Spacecraft properties
- Manufacturer: Launch vehicle and rover: Mitsubishi Heavy Industries Lander: ISRO
- Launch mass: ≈ 6,200 kg (13,700 lb)
- Payload mass: ≈ 350–400 kg (770–880 lb) (lander with rover)
- Power: Watts

Start of mission
- Launch date: 2028–2029 (planned)
- Rocket: H3-24
- Launch site: Tanegashima, LA-Y
- Contractor: Mitsubishi Heavy Industries

Moon lander
- Spacecraft component: Rover
- Landing site: South polar region

Moon rover

= Lunar Polar Exploration Mission =

Lunar exploration mission by India and Japan

The Lunar Polar Exploration Mission (LUPEX) (also called Chandrayaan-5) is a planned joint lunar mission by ISRO and JAXA. The mission would send an uncrewed lunar lander and rover to explore the south pole region of the Moon no earlier than 2028. It is envisaged to explore the permanently shadowed regions and to determine the quantity and quality of water on the Moon.
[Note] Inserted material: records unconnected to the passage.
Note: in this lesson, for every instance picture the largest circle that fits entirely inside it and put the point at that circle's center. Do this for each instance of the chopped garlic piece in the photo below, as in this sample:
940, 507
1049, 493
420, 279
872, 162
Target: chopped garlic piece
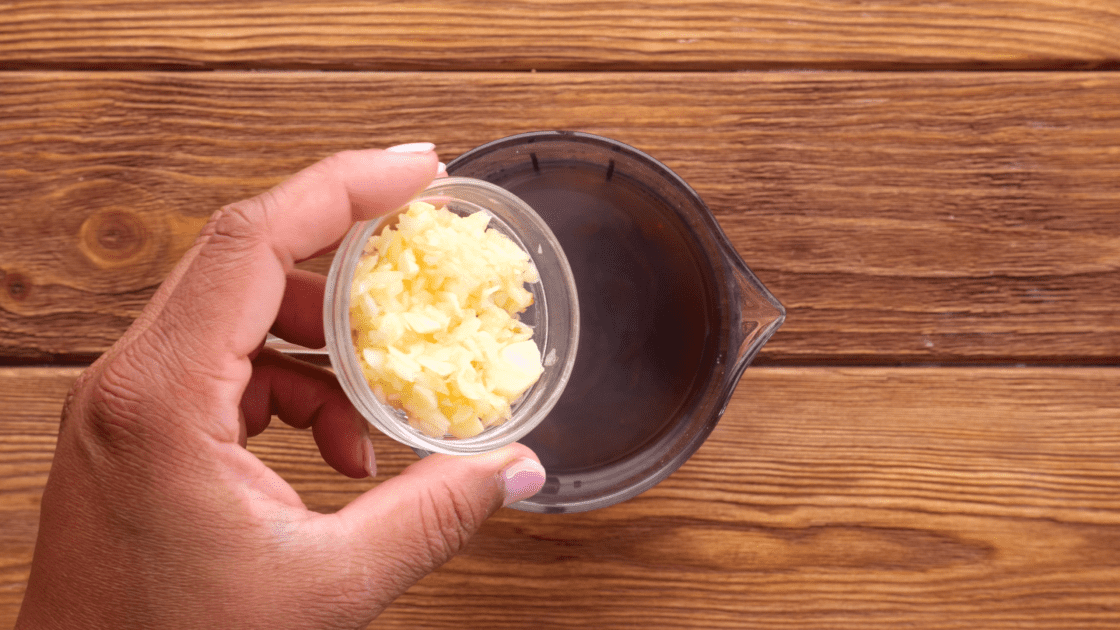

JAXA will provide the H3 launch vehicle, 350 kg lunar rover along with instruments and ISRO will provide the lander and few rover instruments.

LUPEX will follow the planned lunar sample-return mission Chandrayaan-4.

== History ==

=== Preliminary development ===
ISRO signed an Implementation Arrangement (IA) in December 2017 for pre-phase A, phase A study and completed the feasibility report in March 2018 with JAXA to explore the polar regions of Moon for water with a joint Lunar Polar Exploration Mission (LUPEX) that would be launched no earlier than 2028.

ISRO and JAXA held the Joint Mission Definition Review (JMDR) in December 2018. By the end of 2019, JAXA concluded its internal Project Readiness Review.In a joint statement by JAXA and NASA on 24 September 2019, the possibility of NASA joining the LUPEX mission was discussed.

Since the Indian Chandrayaan-2 lunar mission's lander crashed on the Moon during its landing attempt in September 2019, India started to study a new lunar mission named Chandrayaan-3 as a repeat attempt to demonstrate the landing capabilities needed for the LUPEX. Chandrayaan-3 would successfully land near the south pole of the moon in August 2023.

JAXA finished its domestic System Requirement Review (SRR) in early 2021. In April 2023, LUPEX Working Group 1 arrived in India to share information of landing site analysis on promised candidate sites, methods of estimating lander and rover position on moon, information of ground antennas for command and telemetry. The Indian union cabinet also gave approval for the mission on 14 March 2025.

=== Development ===
India's Space Commission authorised ISRO to begin work on the LUPEX mission in late 2024. As of February 2025, teams were working on hardware design and development after the project was approved and the configuration study concluded. ISRO also started developmental work for a heavier lander engine.Following the Third Technical Interface Meeting between ISRO and JAXA in May 2025, it was confirmed that the launch vehicle was an H3-24L, and Mitsubishi Heavy Industries would manufacture the rover.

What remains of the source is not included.